Tawny Owls don’t only attack humans – there are numerous clips online of them taking on other predators: Pine Martens, Ospreys, Buzzards, other Owls and even Goshawks. Each time, the attacks happen at night, when the Tawnies have a distinct advantage (with the exception of the attack on the Barn Owl) but it’s still fascinating behaviour, especially, I think, in the case of the Goshawk, as in the daylight hours the advantage would be flipped, as seen here. (Goshawks can, and do, kill Tawny Owls). In the majority of the clips, you’ll notice that the Tawny Owls strike female birds which are brooding their eggs and/or young, making them easy targets. But from the Owls’ point of view, Raptors are a threat, so its logical that they’ll try to drive them away or disturb incubation. 
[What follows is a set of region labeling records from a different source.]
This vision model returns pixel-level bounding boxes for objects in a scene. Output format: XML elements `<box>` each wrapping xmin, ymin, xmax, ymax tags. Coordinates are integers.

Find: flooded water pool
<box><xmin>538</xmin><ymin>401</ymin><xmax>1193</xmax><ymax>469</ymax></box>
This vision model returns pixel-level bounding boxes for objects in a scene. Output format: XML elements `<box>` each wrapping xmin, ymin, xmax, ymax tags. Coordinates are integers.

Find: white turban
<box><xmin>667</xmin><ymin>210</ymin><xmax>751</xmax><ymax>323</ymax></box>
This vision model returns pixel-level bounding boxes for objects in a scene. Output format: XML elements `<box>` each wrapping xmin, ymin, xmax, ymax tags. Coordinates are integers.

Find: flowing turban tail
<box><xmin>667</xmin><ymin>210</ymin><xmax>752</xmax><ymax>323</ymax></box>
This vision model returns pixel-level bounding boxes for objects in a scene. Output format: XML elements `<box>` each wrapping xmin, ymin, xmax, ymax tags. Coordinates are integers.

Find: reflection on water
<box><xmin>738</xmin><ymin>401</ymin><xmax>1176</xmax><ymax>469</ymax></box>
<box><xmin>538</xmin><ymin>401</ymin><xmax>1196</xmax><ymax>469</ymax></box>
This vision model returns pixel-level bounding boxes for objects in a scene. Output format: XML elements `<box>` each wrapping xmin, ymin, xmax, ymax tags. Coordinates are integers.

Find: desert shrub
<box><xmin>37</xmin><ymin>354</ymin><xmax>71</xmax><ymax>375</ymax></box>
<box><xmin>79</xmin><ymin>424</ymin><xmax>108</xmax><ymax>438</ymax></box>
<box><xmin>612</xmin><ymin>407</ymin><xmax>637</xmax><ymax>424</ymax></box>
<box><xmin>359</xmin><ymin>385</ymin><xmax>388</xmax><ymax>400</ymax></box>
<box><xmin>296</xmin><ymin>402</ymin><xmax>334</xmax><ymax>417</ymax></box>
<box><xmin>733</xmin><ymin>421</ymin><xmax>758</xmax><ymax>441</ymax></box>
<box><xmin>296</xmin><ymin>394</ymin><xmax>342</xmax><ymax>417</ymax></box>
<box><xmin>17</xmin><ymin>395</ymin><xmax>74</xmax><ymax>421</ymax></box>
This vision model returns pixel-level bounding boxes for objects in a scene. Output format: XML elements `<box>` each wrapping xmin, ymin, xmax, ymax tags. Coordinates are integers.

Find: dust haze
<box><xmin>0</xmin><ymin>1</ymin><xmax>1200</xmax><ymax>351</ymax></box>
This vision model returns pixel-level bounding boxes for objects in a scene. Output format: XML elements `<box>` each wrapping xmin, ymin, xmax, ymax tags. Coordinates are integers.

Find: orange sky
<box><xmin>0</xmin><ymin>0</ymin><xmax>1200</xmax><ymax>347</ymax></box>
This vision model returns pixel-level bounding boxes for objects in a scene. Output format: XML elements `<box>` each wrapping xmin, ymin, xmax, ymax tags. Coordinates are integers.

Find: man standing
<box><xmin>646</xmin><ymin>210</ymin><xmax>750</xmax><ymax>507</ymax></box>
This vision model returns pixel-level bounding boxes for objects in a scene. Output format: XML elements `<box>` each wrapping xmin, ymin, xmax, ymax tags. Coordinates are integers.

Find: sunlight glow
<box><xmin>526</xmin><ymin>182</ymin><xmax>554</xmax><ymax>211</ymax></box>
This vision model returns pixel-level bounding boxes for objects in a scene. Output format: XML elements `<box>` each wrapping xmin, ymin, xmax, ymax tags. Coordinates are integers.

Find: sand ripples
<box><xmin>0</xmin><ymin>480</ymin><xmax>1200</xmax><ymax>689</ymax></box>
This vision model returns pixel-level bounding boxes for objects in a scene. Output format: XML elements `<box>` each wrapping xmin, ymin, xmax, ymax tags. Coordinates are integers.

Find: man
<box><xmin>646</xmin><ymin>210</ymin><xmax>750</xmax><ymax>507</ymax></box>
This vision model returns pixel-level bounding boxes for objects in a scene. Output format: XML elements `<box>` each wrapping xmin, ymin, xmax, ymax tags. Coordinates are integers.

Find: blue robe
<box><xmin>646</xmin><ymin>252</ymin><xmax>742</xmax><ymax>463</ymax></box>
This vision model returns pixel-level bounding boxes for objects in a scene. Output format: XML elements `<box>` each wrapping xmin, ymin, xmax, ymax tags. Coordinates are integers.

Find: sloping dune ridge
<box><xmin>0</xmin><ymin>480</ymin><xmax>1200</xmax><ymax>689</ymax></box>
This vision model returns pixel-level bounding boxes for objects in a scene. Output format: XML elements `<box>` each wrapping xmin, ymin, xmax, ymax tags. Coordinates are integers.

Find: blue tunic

Of all the Tawny Owl clips I’ve watched recently, the most interesting involves this Owlet, of about the same age as the two I discovered at the edge of our garden. This Owlet, however, is on the ground. Somewhere close by, an adult Tawny Owl calls. A Fox approaches the Owlet. The youngster is stoic, standing still as a statue. The Fox seems perplexed. It’s not used to its prey being so defiant. It tries to nip the Owlet, but there is still no reaction. Eventually, after a stand off, the Fox knocks the Owlet backwards with its paw, at which point the youngster spreads its wings and takes on a defensive pose. The Fox tries again and again to grab the Owlet’s wings, but is deterred each time by the Owlet’s reactions, sharp beak and talons. Eventually the Fox, confused by the fierce, fluffy, and impressively phlegmatic creature in front of it seems to fully acknowledge the Human filming through the trees and retreats into the woodland, leaving the Owlet unscathed.
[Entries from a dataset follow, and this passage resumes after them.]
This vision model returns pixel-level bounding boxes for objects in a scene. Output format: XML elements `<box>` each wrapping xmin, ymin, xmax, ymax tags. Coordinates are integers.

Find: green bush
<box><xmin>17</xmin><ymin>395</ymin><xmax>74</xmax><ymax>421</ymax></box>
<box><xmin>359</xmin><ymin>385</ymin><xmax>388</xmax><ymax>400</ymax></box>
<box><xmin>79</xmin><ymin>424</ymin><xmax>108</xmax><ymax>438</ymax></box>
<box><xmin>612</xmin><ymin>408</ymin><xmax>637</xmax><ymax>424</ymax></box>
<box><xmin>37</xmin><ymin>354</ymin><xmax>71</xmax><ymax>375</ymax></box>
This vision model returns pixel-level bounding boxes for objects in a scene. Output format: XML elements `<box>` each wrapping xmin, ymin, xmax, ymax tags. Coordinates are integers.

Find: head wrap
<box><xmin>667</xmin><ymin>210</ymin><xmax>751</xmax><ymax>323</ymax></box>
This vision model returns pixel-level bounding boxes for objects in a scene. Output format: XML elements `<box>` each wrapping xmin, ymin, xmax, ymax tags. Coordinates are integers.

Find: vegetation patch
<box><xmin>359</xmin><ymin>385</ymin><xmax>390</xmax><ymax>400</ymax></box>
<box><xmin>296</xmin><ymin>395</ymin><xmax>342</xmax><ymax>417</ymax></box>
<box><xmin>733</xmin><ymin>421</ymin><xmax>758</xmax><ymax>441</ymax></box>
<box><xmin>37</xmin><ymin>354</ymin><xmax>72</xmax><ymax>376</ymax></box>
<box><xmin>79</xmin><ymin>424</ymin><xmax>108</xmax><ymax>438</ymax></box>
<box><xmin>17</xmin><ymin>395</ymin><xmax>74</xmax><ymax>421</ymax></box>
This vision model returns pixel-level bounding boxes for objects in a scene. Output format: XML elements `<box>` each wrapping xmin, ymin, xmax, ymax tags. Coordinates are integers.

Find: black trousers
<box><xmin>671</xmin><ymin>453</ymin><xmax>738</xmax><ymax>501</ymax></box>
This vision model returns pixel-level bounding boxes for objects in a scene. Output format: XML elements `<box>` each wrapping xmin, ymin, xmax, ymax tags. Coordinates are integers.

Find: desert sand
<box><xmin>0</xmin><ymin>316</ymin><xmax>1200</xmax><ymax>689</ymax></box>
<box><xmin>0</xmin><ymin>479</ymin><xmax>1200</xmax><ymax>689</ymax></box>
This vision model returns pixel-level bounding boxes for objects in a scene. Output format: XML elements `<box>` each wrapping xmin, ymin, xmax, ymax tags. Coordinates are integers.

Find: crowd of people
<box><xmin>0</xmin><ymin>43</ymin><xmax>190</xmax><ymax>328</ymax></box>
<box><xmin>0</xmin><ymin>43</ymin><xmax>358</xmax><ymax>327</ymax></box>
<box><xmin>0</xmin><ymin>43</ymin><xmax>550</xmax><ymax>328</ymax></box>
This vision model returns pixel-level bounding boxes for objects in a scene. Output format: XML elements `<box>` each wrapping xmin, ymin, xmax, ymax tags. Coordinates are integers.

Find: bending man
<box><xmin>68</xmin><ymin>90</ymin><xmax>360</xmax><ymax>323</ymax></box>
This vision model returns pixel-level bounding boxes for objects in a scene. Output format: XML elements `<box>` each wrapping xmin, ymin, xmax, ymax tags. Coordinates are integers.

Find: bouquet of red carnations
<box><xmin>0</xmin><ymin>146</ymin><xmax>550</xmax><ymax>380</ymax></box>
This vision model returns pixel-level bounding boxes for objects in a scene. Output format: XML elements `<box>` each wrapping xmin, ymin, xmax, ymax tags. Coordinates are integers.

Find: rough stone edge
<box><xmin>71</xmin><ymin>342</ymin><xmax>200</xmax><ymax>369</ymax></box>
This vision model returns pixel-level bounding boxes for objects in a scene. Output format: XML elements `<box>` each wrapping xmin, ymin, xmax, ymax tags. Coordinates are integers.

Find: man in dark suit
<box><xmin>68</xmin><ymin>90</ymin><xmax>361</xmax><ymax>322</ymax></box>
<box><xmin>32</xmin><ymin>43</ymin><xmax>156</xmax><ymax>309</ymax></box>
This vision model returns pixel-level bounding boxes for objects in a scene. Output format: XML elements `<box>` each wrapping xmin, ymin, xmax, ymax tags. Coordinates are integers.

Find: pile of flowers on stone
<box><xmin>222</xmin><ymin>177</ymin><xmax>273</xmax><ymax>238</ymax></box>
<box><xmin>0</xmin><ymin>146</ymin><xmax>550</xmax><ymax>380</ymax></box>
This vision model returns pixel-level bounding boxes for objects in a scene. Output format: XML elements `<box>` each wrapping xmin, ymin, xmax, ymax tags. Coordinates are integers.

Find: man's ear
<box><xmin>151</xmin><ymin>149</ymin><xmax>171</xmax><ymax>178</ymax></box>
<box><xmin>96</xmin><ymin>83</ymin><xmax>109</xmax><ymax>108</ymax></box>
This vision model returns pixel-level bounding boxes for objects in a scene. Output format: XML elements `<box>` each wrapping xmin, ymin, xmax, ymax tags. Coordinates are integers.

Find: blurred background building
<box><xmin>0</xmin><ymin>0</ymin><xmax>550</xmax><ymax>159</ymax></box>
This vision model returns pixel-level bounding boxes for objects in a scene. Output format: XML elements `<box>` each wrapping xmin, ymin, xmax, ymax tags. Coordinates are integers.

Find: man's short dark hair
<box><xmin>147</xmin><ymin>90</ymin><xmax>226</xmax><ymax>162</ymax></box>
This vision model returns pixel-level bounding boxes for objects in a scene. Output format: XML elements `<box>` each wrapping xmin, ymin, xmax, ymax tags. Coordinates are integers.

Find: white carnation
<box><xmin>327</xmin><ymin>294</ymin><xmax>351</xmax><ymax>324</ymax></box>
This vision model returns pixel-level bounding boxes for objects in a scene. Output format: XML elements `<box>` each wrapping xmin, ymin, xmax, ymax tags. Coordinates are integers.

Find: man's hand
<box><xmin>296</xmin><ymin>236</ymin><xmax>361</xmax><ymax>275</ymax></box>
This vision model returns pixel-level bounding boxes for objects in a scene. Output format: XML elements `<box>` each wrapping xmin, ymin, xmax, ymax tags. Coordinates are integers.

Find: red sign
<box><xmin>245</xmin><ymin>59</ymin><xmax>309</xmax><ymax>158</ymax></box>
As I watched the two Owlets at the end of our garden, wondering how long I could feasibly stay before my presence changed from being a minor curiosity to a threat, I noticed a brown shadow pass through the trees behind them. Their mother. She must have been watching my every move. I don’t think I was near enough to her offspring to trigger an attack, as they were now both sitting on a dead Ash branch high above me. But I didn’t want to worry her, so I reluctantly turned and left.

I snuck back a few days later and watched one of the Owlets preening itself for a good fifteen minutes before it realised I was there, hidden as I was beneath the foliage of the old Walnut tree.
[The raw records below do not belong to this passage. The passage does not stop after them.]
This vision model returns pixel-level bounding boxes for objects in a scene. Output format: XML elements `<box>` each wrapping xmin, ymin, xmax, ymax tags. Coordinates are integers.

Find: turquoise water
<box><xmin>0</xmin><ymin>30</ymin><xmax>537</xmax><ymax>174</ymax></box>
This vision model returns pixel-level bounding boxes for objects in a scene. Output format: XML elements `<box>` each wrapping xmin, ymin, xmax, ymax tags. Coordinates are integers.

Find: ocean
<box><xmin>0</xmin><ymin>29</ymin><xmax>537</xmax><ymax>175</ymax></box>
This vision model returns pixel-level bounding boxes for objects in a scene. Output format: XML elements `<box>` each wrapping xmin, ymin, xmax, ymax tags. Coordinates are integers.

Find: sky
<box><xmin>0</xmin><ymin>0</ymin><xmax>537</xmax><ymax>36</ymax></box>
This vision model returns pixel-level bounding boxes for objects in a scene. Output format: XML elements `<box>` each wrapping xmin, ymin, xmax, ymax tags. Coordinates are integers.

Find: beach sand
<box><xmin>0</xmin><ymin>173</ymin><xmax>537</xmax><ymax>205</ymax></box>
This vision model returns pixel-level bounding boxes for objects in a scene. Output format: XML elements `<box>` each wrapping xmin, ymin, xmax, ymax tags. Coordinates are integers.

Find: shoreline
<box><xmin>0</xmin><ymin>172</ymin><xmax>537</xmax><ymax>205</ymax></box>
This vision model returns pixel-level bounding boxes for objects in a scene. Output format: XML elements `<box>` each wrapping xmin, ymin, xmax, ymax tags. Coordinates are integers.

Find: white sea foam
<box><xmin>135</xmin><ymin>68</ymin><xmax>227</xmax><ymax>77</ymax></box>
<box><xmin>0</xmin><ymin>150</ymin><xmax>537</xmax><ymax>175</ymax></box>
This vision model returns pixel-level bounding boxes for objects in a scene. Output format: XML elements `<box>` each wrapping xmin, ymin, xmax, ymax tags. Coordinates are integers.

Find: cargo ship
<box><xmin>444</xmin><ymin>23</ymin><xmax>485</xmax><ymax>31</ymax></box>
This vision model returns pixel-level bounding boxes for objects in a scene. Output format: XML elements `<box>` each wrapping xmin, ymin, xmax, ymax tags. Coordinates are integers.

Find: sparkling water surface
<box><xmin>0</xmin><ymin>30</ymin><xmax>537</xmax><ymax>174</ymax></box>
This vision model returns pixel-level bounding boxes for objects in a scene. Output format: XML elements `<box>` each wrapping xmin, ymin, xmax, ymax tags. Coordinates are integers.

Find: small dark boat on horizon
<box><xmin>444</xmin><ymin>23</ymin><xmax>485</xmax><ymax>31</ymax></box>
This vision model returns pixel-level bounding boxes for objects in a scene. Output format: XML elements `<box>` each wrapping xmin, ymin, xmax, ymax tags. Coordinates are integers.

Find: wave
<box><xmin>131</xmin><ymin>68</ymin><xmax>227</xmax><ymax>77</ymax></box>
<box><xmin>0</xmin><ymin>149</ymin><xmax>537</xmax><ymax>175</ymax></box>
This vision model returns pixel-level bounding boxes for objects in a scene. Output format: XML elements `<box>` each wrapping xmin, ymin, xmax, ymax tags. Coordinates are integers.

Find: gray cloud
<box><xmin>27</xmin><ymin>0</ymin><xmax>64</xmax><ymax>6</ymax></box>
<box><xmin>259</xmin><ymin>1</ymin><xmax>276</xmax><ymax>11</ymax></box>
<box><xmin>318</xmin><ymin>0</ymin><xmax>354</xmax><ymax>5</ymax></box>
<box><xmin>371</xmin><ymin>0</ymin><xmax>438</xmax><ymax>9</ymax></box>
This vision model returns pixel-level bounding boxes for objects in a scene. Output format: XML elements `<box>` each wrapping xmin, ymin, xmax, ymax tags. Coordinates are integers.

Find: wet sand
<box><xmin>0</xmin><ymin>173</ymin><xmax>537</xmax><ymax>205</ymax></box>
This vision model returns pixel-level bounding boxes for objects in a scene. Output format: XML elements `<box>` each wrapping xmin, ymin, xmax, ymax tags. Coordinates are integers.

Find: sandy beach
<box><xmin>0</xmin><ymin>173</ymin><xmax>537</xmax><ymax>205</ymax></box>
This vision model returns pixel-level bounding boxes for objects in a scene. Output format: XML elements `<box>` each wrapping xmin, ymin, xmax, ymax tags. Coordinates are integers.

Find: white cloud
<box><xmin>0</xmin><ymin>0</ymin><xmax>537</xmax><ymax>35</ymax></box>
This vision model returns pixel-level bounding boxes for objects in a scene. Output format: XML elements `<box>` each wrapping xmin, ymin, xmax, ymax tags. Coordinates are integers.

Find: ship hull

Tawny Owl Owlet. Photograph by Kerrie Ann Gardner

Since then I’ve left them. If I had the audacity of Cadman, I’d watch them every day, but I know that would be selfish of me. So instead, I sit in the garden at dusk and listen out for their begging calls amongst the pines, and feel happy that they’re still here, even if I can’t see them. 

Tawny Owlet sketch/drawing by Kerrie Ann Gardner

A pencil drawing I made of one of the Owlets.